Brind’Amour is the first to do so.

“We’re starting to see cracks in the fortress, and that’s how the light gets in,” St-Onge said Saturday in Niagara Falls, Ont., where she met with provincial and territorial sports leaders on the eve of the Canada Games.

“Canadians have sent a clear message to Hockey Canada that real leadership change is needed and this is at all levels within the organization.

“I agree also with Michael Brind’Amour’s statement today . . . that there is no need to wait for a new era and immediate action is essential.

“I still believe, as many do, that more diversity is needed to address the culture of silence and toxic masculinity within the organization and the sport.”

Brind’Amour’s resignation also follows Hockey Canada’s appointment Thursday of former Canadian Supreme Court judge Thomas Cromwell to review the governance of the country’s governing body of hockey.

The review is expected to provide interim recommendations before Hockey Canada’s annual general meeting in November.

Brind’Amour said he leaves confident that Cromwell taking on that work “will help us make the changes that are needed.

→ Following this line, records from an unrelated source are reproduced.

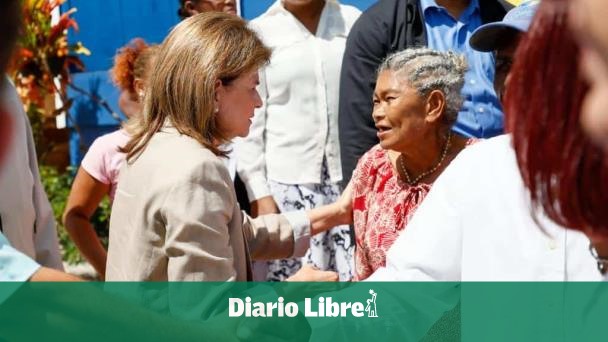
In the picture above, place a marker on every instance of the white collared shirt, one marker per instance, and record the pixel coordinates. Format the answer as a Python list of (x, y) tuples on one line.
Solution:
[(297, 127), (476, 225)]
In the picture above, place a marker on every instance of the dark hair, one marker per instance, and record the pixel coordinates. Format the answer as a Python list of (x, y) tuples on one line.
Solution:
[(131, 62), (10, 21), (566, 174)]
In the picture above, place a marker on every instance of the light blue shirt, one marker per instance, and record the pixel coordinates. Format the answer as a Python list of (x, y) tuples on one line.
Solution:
[(481, 115), (14, 267)]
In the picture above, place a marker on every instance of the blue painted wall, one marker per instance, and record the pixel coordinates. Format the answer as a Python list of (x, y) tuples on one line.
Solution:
[(104, 27)]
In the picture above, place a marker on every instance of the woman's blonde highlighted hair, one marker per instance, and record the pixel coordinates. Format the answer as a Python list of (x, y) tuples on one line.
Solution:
[(197, 53)]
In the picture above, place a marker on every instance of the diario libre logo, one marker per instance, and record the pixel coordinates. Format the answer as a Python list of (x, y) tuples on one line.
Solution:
[(321, 307)]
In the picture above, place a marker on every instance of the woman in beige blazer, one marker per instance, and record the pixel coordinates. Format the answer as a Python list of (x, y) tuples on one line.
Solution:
[(175, 215)]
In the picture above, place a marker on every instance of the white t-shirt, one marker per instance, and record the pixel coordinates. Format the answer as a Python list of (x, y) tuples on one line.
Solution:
[(26, 216), (476, 225)]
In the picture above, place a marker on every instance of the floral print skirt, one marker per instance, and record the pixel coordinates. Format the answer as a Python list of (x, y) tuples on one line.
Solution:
[(332, 250)]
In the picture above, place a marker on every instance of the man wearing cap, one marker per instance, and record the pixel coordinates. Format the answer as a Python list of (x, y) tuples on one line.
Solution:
[(393, 25), (474, 225)]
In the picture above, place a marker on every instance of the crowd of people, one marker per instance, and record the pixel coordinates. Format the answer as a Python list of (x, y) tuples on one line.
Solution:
[(370, 145)]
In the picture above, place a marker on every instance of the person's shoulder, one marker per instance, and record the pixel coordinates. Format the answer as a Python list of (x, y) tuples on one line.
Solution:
[(484, 154)]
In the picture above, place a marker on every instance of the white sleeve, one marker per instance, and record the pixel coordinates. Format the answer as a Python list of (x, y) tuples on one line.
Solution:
[(250, 151), (45, 234), (430, 246)]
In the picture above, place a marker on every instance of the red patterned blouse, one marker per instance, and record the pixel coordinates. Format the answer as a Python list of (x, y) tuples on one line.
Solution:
[(382, 206)]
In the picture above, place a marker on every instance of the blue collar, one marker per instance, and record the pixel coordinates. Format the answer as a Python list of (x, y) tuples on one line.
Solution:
[(466, 14)]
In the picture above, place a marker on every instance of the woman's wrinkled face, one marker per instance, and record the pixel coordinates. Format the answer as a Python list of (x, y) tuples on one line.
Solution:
[(236, 103), (399, 112), (226, 6)]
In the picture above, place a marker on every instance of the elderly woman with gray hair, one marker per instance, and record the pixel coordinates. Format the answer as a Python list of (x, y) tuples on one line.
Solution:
[(416, 102)]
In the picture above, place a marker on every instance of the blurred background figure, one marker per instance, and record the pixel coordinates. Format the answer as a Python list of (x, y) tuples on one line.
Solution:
[(393, 25), (97, 176), (291, 158), (26, 216)]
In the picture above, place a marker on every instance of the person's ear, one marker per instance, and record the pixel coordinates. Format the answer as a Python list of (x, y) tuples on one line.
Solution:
[(435, 106), (219, 90)]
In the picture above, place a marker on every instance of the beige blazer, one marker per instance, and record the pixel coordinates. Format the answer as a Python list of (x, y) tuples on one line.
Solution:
[(175, 218)]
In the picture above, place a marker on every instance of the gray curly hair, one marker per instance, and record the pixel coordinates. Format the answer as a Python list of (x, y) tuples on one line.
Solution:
[(427, 70)]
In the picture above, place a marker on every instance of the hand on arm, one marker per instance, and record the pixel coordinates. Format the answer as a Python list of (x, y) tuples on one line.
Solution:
[(311, 273), (331, 215), (85, 196), (263, 206)]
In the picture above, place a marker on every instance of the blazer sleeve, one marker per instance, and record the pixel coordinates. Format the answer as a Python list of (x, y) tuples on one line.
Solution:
[(45, 233), (277, 236), (366, 47), (196, 214)]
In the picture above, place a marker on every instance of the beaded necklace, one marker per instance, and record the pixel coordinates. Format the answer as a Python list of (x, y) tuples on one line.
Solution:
[(428, 172)]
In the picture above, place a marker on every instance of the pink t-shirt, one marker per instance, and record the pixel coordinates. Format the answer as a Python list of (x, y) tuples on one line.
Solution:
[(103, 160)]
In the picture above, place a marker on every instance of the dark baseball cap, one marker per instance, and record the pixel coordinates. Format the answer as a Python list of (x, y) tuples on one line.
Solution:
[(492, 36)]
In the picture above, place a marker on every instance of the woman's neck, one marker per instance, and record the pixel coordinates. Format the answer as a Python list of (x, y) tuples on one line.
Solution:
[(308, 14)]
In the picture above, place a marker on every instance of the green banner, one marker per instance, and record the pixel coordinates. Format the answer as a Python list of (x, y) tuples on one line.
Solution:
[(365, 311)]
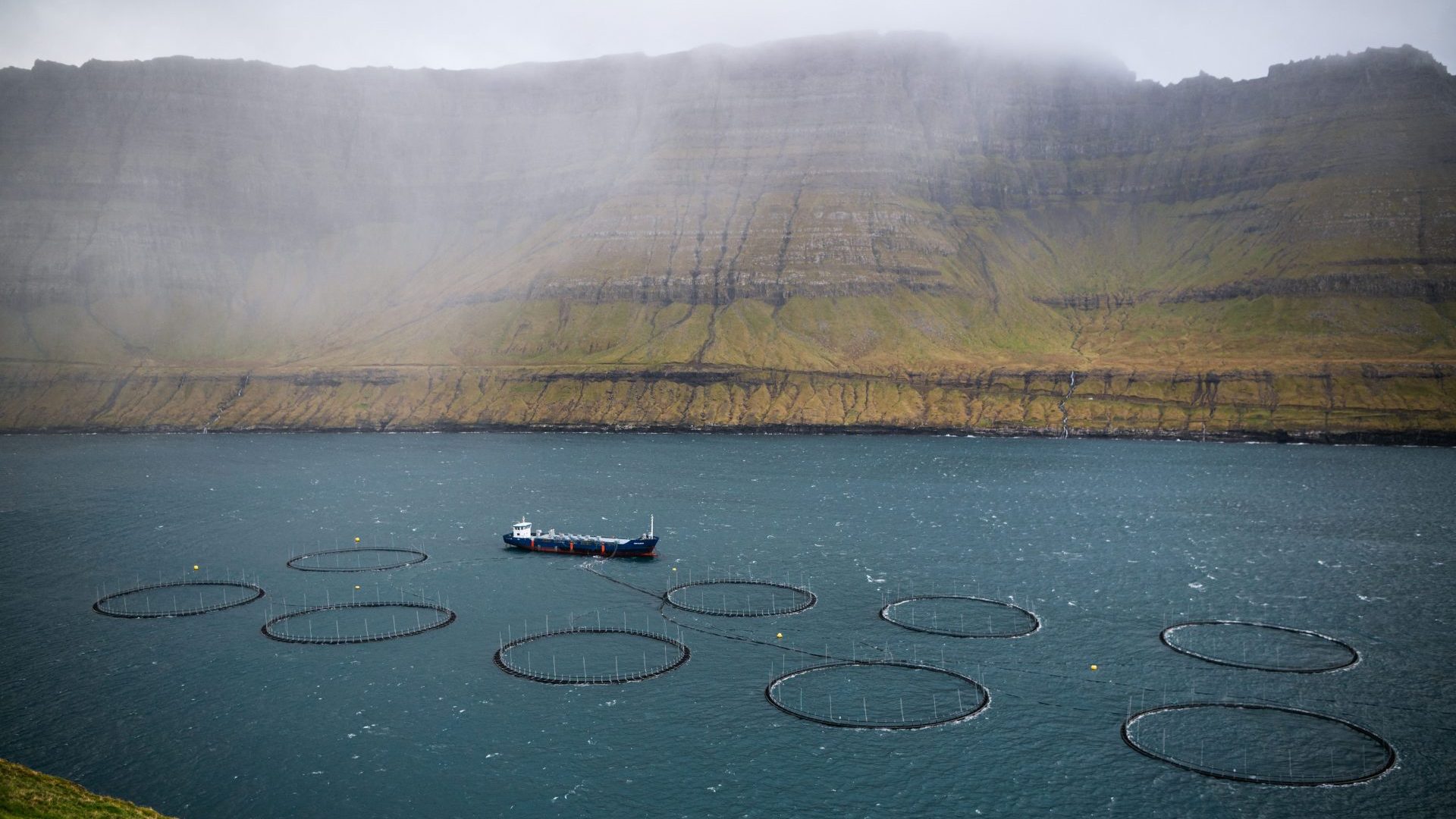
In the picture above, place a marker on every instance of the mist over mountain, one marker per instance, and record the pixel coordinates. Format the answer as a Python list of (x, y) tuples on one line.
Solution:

I am confident the recommendations will guide the organization into a future of desired change.”

Also, Canada’s 13 provincial hockey federations requested earlier this week an “extraordinary meeting” with the embattled national body.

Led by Hockey Quebec, the 10 provincial and three territorial associations want more information on the handling of the sexual assault allegations.

Hockey Canada had maintained a fund drawing on minor hockey membership fees to pay for uninsured liabilities, including sexual abuse claims.

The organization has stated it will no longer use its “national equity fund” to settle sexual assault claims.

The provincial and territorial hockey associations have threatened to withhold payment without answers.

“It’s not my job to speak on behalf of the Ontario Hockey Federation,” Ontario minister of tourism, culture and sport Neil Lumsden said at Saturday’s news conference.

“But it is as (St-Onge) said, it is our jobs to eliminate unacceptable behaviour of any kind in sport. Our job, and as we’ve spent a lot of time talking about, is to find ways to do that and to do it in the right way.”

Hockey Canada’s board of directors will meet in the coming days to determine next steps following Brind’Amour’s resignation, and appoint an interim chair, the organization said in its statement.

The next board election is scheduled for November’s annual general meeting.

“The board needs to reassess whether the people that are on the directors board are the right people to implement that change,” St-Onge said.